Thank you Emily, Nick, Didi and Grandpa for allowing me to be a LazyMazy for a few days! As a result of your kindness and bravery I like my husband, my nest, and my boys better. (And I suspect that my absence was a great source of refreshment to them as well.)

But… I am afraid that I don’t like them quite well enough yet… so… how about you all play Horton again soon… like maybe… next week? Yes??!!

Thursday, January 20, 2011

we have a team

Whenever we go out as a family, we inevitably get the “Oh, you have a team!” comment.(Not being super familiar in American sports, I stand confused as to what kind of team we actually have: some people affirm us a basketball team, some count enough heads for a football team and others declare a baseball team. So either The Tribe moves so much it is hard to get an accurate head count, or many of our spectators are not very familiar with American sports either? I guess the former is more probable.)

I, however, usually inform the observer that what we really have is a Demolition Team. My comment is more often than not met with blank stares: A what…? Surely these sweet boys would never… They are too small to swing a tool of mass (I mean much)destruction… Destroy what…? I never explain. If they have not seen or experienced it, no words will convince them. Because you see, our boys do not need tools for mass destruction. They are born already equipped with hands and feet… and that 3 ½ lb thing balancing on top of their shoulders that is occasionally consulted - to determine who wins the “did-most-damage” trophy of the day.

Now in their defense: I do not think they typically plan the demolition. It seems to me that they just find themselves in the midst of it – not knowing how it started, why it started, or who started it. Because put a tool (and I use the term very loosely for anything in their possession is likely to become a tool) in their hands, and you have potential ruin.

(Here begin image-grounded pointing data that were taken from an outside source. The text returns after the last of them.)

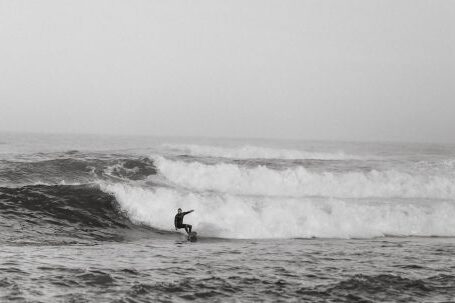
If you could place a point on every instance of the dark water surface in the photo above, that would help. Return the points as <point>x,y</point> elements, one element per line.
<point>171,269</point>
<point>90,219</point>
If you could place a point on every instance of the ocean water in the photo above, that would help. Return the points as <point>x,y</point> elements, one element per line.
<point>90,219</point>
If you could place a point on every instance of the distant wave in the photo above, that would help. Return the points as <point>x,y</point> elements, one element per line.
<point>298,181</point>
<point>69,168</point>
<point>253,152</point>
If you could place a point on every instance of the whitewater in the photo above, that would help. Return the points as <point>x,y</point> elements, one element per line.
<point>90,219</point>
<point>246,192</point>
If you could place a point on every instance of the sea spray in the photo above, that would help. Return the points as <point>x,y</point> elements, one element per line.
<point>300,182</point>
<point>237,216</point>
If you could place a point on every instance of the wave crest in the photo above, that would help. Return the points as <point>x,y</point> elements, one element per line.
<point>299,182</point>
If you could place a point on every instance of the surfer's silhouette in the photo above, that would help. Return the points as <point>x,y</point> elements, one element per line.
<point>178,221</point>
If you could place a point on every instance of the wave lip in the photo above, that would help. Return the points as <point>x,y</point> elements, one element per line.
<point>253,152</point>
<point>300,182</point>
<point>241,217</point>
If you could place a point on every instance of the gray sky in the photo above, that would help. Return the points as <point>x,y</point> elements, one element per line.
<point>336,70</point>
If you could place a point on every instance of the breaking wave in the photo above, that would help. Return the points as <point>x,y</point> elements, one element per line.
<point>298,181</point>
<point>236,216</point>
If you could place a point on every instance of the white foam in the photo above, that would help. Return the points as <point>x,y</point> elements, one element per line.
<point>299,182</point>
<point>230,216</point>
<point>253,152</point>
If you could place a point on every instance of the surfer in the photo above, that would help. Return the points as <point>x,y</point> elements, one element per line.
<point>178,221</point>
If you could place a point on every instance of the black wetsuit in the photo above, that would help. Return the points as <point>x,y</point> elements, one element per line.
<point>178,222</point>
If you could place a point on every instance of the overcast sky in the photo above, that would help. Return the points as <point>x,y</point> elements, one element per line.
<point>332,70</point>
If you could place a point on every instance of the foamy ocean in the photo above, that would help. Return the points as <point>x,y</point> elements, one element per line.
<point>90,219</point>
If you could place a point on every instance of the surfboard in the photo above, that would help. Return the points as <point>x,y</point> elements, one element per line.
<point>192,236</point>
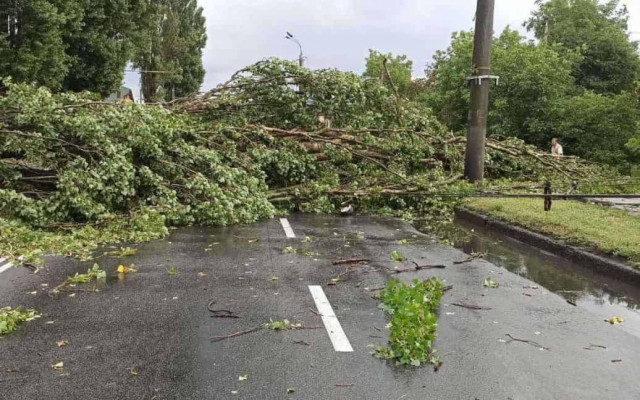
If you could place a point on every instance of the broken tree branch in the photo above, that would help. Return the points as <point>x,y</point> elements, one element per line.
<point>349,261</point>
<point>224,337</point>
<point>529,342</point>
<point>471,306</point>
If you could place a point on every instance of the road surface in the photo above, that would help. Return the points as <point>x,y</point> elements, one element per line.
<point>147,335</point>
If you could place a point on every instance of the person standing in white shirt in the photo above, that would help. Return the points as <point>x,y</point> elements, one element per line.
<point>556,148</point>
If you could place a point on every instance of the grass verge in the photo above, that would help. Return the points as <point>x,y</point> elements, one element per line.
<point>413,321</point>
<point>606,230</point>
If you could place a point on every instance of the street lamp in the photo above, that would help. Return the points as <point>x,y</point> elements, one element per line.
<point>289,36</point>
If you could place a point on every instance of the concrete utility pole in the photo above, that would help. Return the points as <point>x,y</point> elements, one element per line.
<point>289,36</point>
<point>480,83</point>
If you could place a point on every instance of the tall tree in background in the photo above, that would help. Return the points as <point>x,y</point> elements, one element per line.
<point>70,44</point>
<point>102,44</point>
<point>600,31</point>
<point>533,79</point>
<point>171,58</point>
<point>32,46</point>
<point>399,68</point>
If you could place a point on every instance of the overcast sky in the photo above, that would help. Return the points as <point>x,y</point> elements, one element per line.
<point>339,33</point>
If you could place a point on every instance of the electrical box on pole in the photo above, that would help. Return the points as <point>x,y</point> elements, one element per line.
<point>480,84</point>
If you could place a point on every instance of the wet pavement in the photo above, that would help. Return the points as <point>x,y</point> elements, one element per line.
<point>600,294</point>
<point>147,335</point>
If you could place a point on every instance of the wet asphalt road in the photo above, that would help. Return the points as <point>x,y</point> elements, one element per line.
<point>158,325</point>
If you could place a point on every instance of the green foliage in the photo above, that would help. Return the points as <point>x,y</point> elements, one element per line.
<point>413,320</point>
<point>598,127</point>
<point>602,229</point>
<point>399,68</point>
<point>174,44</point>
<point>101,42</point>
<point>599,30</point>
<point>284,325</point>
<point>38,53</point>
<point>69,44</point>
<point>10,318</point>
<point>75,173</point>
<point>123,252</point>
<point>93,273</point>
<point>18,238</point>
<point>533,78</point>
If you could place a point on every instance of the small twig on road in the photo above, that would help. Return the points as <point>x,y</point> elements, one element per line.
<point>244,238</point>
<point>315,312</point>
<point>220,313</point>
<point>594,346</point>
<point>529,342</point>
<point>470,306</point>
<point>349,261</point>
<point>419,267</point>
<point>471,258</point>
<point>220,338</point>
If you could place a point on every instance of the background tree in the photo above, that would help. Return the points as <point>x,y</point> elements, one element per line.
<point>399,69</point>
<point>172,51</point>
<point>533,79</point>
<point>600,31</point>
<point>32,46</point>
<point>597,127</point>
<point>102,43</point>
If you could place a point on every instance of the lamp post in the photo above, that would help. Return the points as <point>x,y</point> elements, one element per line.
<point>289,36</point>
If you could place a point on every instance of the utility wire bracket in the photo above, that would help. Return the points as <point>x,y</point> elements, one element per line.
<point>478,79</point>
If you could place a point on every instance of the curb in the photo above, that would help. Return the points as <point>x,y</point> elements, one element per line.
<point>604,265</point>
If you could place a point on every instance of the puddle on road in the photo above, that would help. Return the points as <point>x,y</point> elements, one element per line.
<point>602,296</point>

Our friend, Mr. Wick Jackson, understands… and he is rooting for our Team! He assures me that this natural tendency towards shattering and scattering [stuff around] is a good thing. It is “By-Design”. It is their job. So he took the title of Team Manager upon himself and volunteered to direct the accustomed higgledy-piggledy demolition into constructive destruction.

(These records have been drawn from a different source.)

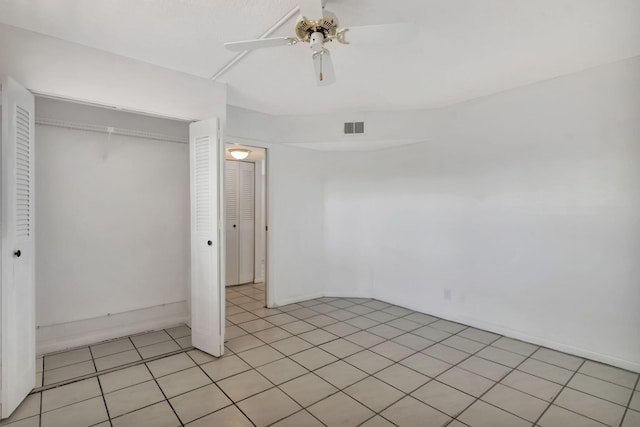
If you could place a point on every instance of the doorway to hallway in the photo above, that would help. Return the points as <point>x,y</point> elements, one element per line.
<point>245,216</point>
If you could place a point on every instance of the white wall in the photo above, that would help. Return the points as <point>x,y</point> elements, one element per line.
<point>524,205</point>
<point>51,66</point>
<point>113,226</point>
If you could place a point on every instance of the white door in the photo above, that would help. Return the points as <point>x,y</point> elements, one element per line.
<point>231,216</point>
<point>240,221</point>
<point>207,272</point>
<point>246,204</point>
<point>18,326</point>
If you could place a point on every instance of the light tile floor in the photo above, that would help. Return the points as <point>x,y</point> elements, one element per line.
<point>328,361</point>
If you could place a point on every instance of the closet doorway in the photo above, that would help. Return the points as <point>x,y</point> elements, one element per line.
<point>245,214</point>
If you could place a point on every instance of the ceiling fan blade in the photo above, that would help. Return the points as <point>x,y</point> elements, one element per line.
<point>311,9</point>
<point>323,65</point>
<point>379,34</point>
<point>260,43</point>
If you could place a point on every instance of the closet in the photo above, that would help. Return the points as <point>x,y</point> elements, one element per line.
<point>240,221</point>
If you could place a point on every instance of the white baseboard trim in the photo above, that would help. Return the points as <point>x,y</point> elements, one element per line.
<point>293,300</point>
<point>348,294</point>
<point>522,336</point>
<point>83,332</point>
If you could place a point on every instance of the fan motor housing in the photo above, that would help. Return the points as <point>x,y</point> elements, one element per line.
<point>327,26</point>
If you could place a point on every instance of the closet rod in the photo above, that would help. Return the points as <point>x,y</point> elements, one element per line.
<point>110,130</point>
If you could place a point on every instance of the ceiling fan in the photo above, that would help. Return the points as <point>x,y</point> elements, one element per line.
<point>319,27</point>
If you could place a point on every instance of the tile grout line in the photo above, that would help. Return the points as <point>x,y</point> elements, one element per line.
<point>104,400</point>
<point>453,334</point>
<point>40,412</point>
<point>233,403</point>
<point>633,391</point>
<point>359,329</point>
<point>108,371</point>
<point>551,402</point>
<point>157,384</point>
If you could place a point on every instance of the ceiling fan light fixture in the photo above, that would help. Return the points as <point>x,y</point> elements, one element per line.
<point>239,153</point>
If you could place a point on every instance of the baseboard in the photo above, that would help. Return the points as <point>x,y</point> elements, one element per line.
<point>83,332</point>
<point>293,300</point>
<point>522,336</point>
<point>348,294</point>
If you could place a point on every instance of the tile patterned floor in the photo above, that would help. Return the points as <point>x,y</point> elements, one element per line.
<point>334,362</point>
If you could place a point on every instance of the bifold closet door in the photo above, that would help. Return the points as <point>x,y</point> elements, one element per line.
<point>240,221</point>
<point>207,292</point>
<point>17,219</point>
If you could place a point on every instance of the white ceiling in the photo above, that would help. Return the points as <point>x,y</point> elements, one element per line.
<point>463,49</point>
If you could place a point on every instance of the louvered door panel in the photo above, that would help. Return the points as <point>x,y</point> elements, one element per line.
<point>17,297</point>
<point>232,222</point>
<point>207,296</point>
<point>23,169</point>
<point>203,184</point>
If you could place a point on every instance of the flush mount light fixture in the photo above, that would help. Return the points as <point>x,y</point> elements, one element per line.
<point>239,153</point>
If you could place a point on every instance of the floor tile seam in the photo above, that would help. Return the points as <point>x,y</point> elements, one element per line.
<point>611,382</point>
<point>599,397</point>
<point>148,405</point>
<point>297,412</point>
<point>175,340</point>
<point>404,394</point>
<point>478,341</point>
<point>109,370</point>
<point>479,398</point>
<point>555,364</point>
<point>552,401</point>
<point>626,410</point>
<point>40,411</point>
<point>475,399</point>
<point>104,400</point>
<point>163,394</point>
<point>450,367</point>
<point>66,366</point>
<point>233,402</point>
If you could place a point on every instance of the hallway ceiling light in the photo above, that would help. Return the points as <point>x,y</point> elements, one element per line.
<point>239,153</point>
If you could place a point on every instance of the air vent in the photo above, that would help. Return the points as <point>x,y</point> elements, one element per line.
<point>353,127</point>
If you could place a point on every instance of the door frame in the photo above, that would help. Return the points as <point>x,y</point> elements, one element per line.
<point>230,140</point>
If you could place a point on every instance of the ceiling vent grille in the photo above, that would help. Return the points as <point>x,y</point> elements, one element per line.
<point>353,127</point>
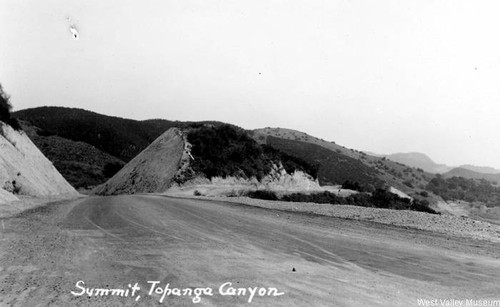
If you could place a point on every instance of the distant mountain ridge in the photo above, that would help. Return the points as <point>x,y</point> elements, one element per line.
<point>469,174</point>
<point>421,160</point>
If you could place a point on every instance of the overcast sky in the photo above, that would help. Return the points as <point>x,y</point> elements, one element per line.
<point>381,76</point>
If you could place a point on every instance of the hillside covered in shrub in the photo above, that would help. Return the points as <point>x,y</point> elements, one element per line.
<point>380,198</point>
<point>333,167</point>
<point>226,150</point>
<point>470,190</point>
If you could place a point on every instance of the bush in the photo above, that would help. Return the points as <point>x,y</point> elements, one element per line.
<point>263,194</point>
<point>5,110</point>
<point>226,150</point>
<point>110,169</point>
<point>379,199</point>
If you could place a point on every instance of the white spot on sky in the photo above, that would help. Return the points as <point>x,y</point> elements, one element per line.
<point>72,29</point>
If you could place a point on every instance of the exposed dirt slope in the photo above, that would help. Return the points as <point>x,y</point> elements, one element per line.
<point>152,170</point>
<point>24,170</point>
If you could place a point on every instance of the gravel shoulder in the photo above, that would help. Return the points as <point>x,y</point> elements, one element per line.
<point>444,223</point>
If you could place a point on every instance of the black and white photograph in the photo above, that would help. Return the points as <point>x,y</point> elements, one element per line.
<point>250,153</point>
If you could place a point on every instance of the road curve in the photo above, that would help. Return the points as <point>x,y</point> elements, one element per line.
<point>114,242</point>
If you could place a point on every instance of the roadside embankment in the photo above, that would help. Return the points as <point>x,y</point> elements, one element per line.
<point>444,223</point>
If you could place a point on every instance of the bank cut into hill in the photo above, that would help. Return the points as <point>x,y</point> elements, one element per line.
<point>25,171</point>
<point>204,153</point>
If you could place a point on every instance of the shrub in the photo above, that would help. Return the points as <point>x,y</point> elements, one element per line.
<point>263,194</point>
<point>226,150</point>
<point>5,110</point>
<point>110,169</point>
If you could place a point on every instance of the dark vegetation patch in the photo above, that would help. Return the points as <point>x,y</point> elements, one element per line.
<point>5,110</point>
<point>119,137</point>
<point>225,150</point>
<point>333,167</point>
<point>380,198</point>
<point>470,190</point>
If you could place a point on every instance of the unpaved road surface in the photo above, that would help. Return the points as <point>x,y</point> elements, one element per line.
<point>111,242</point>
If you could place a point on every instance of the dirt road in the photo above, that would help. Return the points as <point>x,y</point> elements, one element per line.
<point>50,255</point>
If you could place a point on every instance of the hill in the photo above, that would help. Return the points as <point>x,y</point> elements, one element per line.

He gave them a coach (Coach Glen Head,)

he gave them equipment ( hammers)

and he gave them a playing field (an old brick chimney hiding in the walls of our house.)

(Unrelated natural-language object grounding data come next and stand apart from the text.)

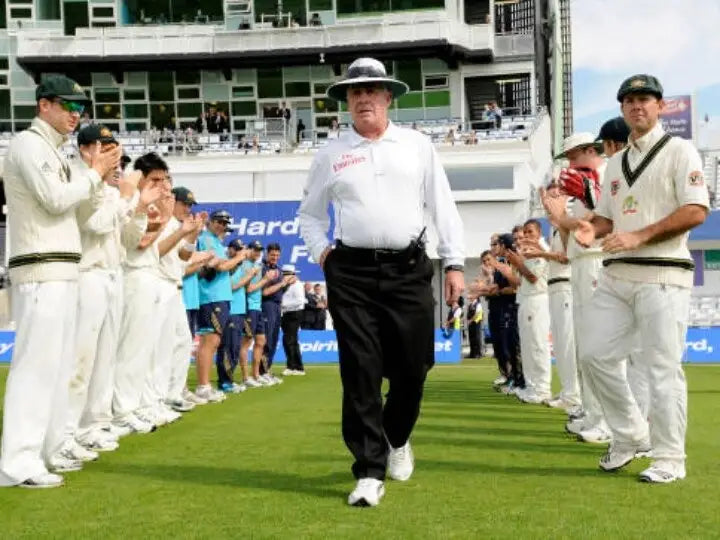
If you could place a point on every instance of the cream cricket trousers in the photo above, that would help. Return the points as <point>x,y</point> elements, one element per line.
<point>624,311</point>
<point>534,327</point>
<point>563,338</point>
<point>174,345</point>
<point>584,280</point>
<point>98,325</point>
<point>36,392</point>
<point>139,333</point>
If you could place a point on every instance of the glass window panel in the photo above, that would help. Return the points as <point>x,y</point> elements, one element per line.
<point>20,13</point>
<point>270,83</point>
<point>320,5</point>
<point>324,105</point>
<point>320,88</point>
<point>188,93</point>
<point>187,77</point>
<point>107,95</point>
<point>4,103</point>
<point>138,110</point>
<point>189,110</point>
<point>24,112</point>
<point>243,91</point>
<point>440,98</point>
<point>107,111</point>
<point>324,121</point>
<point>162,115</point>
<point>161,86</point>
<point>136,126</point>
<point>134,94</point>
<point>410,101</point>
<point>103,12</point>
<point>244,108</point>
<point>297,89</point>
<point>410,73</point>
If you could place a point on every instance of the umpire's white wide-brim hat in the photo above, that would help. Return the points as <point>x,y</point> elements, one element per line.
<point>578,140</point>
<point>366,71</point>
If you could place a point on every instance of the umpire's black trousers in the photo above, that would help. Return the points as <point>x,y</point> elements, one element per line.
<point>290,324</point>
<point>382,310</point>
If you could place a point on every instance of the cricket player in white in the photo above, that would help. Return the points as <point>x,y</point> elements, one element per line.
<point>533,316</point>
<point>653,195</point>
<point>134,396</point>
<point>101,298</point>
<point>44,256</point>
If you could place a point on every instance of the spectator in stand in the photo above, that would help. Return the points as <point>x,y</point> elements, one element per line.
<point>293,303</point>
<point>310,311</point>
<point>321,317</point>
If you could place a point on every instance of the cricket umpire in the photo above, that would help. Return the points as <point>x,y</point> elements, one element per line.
<point>380,178</point>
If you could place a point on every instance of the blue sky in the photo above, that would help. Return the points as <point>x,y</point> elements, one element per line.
<point>678,41</point>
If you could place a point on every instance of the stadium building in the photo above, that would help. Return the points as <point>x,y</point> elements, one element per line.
<point>153,69</point>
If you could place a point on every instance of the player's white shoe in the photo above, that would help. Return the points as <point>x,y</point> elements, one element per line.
<point>252,383</point>
<point>58,464</point>
<point>367,492</point>
<point>596,435</point>
<point>663,472</point>
<point>209,394</point>
<point>401,462</point>
<point>187,395</point>
<point>43,481</point>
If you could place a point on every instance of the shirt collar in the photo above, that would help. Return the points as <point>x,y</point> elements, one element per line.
<point>58,139</point>
<point>354,139</point>
<point>644,143</point>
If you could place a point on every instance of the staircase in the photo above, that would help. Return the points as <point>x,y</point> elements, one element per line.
<point>479,92</point>
<point>476,11</point>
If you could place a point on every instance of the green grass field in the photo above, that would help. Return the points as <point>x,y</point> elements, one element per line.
<point>270,463</point>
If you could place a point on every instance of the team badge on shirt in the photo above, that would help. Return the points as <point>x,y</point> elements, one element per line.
<point>696,179</point>
<point>630,205</point>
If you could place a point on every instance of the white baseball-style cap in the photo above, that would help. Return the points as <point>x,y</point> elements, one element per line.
<point>579,140</point>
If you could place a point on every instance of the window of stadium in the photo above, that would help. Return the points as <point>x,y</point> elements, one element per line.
<point>353,7</point>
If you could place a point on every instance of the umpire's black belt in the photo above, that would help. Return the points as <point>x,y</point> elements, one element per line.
<point>371,256</point>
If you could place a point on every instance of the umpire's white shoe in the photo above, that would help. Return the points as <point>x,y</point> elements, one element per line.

The aim of the game was simple: destroy it.

The rules were few: do wear shoes and do not throw bricks at each other.
(click picture to enlarge)

I watched with a smile – the first time ever I watched with a favorable facial expression - as they devastated something. I smiled because my assessment has been right on (and, ahem, it is good for a mother's self-esteem to be right sometimes, regardless of what she is right about): they are professional Obliterators. And I smiled because they were really good at it. And I smiled because it was obvious that they were created to do this. And I smiled because they loved it. And I smiled because the men coaching them enjoyed it. I smiled as they knocked and hammered and banged and thumped and bashed and slashed that chimney down all the way to the dust of the foundation.

And then I stopped smiling.

Game over.

No more chimney.

No more playing field.

Big Problem... they had tasted victory. They had pumped muscles. Adrenaline was oooozing out of their pores. They were hot and wired. They wanted more. Yikes! Now what Mr. Wick Jackson?

We do have a team: a Demolition Team. They’re good, they are ready, they’re available, they’re free – you want them?